真輔の風
「そうみたいだけど…
僕が生まれる前にもうこっちに来ているから知らない。
それで。」
そう言って真輔は百合子の話を聞こうとしている。
今は祖父の過去より、
百合子のクッキーにまつわる新しい展開の方が興味があった真輔だ。
百合子の母親には会ったことがある。
好きになれないと思った。
しかし、今の百合子の様子は…
あの母親がどのように変わったか…
そのことが聞きたかった。
「ええ… 私は勉強、好きではないし…
あ、でも高校生だからこれからは出来る限り頑張る、と思っているけど…
私は塾も行かないし、クラブも入っていないから、
夕方の食事の支度を手伝うことにしたの。
母はテクノパークにある会社のパートをしていて、
帰りに買い物をして食事の支度をしているから忙しいの。
だから私、手伝うことにしたの。
料理は嫌いではないし… 」
「そうだな。
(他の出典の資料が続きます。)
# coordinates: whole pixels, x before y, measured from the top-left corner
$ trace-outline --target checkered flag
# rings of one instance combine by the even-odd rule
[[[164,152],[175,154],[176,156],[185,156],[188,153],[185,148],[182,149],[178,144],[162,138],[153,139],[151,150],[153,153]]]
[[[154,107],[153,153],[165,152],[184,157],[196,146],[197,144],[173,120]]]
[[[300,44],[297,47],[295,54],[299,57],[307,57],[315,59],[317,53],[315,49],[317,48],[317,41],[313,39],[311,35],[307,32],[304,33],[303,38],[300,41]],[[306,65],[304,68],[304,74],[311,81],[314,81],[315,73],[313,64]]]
こんなのが出来るのだからたいしたものだ。
じゃあ、お母さん、喜んだな。」
「ううん、変な顔をしていた。
でも、父が賛成してくれたの。
父なんて… もう何年もまともには話をしていなかったのだけど…
そう、私も避けていたのだと思う。
私は出来が悪かったから。
でも、その父が、
母さんを手伝えることがあったらやってくれ、と言ったの。
そして、勉強だけが人の良し悪しを決めるバロメーターではないって。
おじいさんと同じことを言ってくれたの。
だけど人としての道をはずすなって。